Preprocessing Pipeline¶
The preprocessing pipeline is the data engineering backbone of Mange ta main. It transforms raw recipe and interaction data from Food.com into a clean, enriched dataset optimized for the recommendation engine and analytics dashboards. The pipeline runs automatically via CI/CD or can be executed locally for development.
Overview¶
The preprocessing pipeline takes approximately 10-15 minutes to process the full dataset of ~231,637 recipes and ~1.1M user interactions. The pipeline is orchestrated by the main preprocess.py script, which coordinates multiple specialized modules to perform data cleaning, feature extraction, and enrichment.
Input Data¶
The pipeline processes several raw CSV files located in the data/ directory:
RAW_recipes.csv: Core recipe data (~231K recipes)- Recipe names, descriptions, ingredients, cooking steps
- Preparation time, nutrition facts (7 components)
-
Tags, number of steps and ingredients
-
RAW_interactions.csv: User behavior data (~1.1M interactions) - User ratings (1-5 scale)
- Recipe reviews and feedback
- Timestamps and user engagement metrics
Output Data¶
The pipeline generates two essential files:
preprocessed_recipes.csv: Enhanced recipe dataset with 17 columns- Cleaned and enriched text (names, descriptions, steps, tags, ingredients)
- Nutrition scores and letter grades (A-E)

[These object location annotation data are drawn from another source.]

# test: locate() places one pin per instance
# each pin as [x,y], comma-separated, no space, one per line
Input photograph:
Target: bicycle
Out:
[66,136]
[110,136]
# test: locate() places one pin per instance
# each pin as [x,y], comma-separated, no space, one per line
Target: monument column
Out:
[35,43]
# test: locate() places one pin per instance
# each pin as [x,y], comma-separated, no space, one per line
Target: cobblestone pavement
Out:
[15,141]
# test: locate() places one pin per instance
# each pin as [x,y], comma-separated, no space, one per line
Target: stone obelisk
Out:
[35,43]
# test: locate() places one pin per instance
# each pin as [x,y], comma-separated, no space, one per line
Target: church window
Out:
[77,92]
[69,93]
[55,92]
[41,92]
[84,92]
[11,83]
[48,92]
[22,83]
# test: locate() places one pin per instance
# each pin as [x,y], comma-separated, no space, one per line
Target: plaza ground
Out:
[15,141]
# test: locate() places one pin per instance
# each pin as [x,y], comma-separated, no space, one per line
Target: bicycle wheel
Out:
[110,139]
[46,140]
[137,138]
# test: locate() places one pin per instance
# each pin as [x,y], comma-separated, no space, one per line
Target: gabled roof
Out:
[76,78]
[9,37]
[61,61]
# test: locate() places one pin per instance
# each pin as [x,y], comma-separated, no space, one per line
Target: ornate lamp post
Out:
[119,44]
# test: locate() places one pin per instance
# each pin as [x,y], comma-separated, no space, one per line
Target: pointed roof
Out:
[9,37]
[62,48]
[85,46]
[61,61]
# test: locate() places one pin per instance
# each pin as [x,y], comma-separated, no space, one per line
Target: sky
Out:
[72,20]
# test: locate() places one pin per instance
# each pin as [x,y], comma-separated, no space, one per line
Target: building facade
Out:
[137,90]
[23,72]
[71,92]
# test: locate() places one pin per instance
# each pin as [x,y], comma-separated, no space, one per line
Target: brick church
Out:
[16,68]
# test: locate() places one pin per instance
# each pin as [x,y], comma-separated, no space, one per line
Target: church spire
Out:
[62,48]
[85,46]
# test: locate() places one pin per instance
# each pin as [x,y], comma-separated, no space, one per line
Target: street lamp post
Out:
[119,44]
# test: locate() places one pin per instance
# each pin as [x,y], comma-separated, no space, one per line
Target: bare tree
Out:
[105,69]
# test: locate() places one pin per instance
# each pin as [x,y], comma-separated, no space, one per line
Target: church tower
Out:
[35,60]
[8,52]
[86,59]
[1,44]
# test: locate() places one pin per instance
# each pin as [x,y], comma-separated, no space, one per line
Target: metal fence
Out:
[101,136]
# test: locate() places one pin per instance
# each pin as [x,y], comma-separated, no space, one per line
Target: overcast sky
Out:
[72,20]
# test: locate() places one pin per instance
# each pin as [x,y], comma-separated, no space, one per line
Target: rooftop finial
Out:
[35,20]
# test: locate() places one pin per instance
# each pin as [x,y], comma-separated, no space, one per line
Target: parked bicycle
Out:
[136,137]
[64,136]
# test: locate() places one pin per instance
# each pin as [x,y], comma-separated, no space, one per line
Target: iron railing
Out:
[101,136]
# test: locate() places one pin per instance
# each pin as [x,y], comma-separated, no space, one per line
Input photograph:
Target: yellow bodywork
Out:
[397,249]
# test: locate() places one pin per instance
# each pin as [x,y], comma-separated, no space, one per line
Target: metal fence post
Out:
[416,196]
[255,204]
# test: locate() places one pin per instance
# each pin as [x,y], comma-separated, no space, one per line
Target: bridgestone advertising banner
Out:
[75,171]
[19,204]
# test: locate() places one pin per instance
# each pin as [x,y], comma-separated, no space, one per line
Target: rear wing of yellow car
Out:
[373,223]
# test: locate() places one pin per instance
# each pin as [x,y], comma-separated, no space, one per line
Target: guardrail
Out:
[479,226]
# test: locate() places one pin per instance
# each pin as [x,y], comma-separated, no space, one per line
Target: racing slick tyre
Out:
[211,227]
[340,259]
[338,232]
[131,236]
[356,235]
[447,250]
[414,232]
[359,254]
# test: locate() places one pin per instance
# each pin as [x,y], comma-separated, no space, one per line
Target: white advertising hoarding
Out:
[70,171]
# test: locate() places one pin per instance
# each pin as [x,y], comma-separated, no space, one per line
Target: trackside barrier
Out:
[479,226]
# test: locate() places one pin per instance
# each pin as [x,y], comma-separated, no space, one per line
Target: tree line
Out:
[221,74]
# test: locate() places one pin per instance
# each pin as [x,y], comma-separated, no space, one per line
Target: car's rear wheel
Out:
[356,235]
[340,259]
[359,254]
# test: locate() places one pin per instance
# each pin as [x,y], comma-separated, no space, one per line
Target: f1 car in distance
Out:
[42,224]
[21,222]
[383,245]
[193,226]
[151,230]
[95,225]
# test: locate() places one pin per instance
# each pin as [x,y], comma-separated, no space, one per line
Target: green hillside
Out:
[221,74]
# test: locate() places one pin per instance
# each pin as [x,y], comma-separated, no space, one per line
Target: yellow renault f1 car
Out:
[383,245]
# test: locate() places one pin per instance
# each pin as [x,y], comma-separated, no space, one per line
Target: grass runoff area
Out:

- Vegetarian classification
- Popularity metrics (ratings, review counts, popularity scores)
-
Extracted calories for quick access
-
similarity_matrix.pkl: Precomputed similarity data structure - Sparse feature matrix for all recipes
- ID-to-index bidirectional mappings
- Fitted vectorizers for ingredients, tags, and names
- Enables sub-second recipe recommendations
Pipeline Architecture¶
The preprocessing pipeline follows a modular architecture with well-defined stages:
RAW Data
│
├─> Load & Parse
│ │
│ └─> Vegetarian Classification
│
├─> Feature Extraction
│ │
│ └─> Similarity Matrix Generation
│
├─> Nutrition Analysis
│ │
│ └─> Weighted Balance Scoring (A-E grades)
│
├─> Text Enhancement
│ │
│ ├─> Metadata Integration (cooking time, techniques, ingredients)
│ └─> Text Cleaning (capitalization, contractions, proper nouns)
│
├─> Popularity Computation
│ │
│ ├─> Load User Interactions
│ ├─> Aggregate Ratings & Reviews
│ └─> Compute Popularity Scores (70% rating, 30% volume)
│
└─> Final Assembly
│
├─> Column Selection & Renaming
└─> Export preprocessed_recipes.csv + similarity_matrix.pkl
Pipeline Stages¶
1. Data Loading & Vegetarian Classification¶
Module: preprocess_utils.py, prepare_vege_recipes.py
The pipeline begins by loading the raw recipe data and immediately classifying recipes as vegetarian or non-vegetarian based on ingredient analysis.
Vegetarian Classification Logic:
- Scans ingredient lists for meat, poultry, seafood keywords
- Handles edge cases (e.g., "chicken of the sea" tuna, "sea salt" false positives)
- Uses compiled regex patterns for performance (~231K recipes in seconds)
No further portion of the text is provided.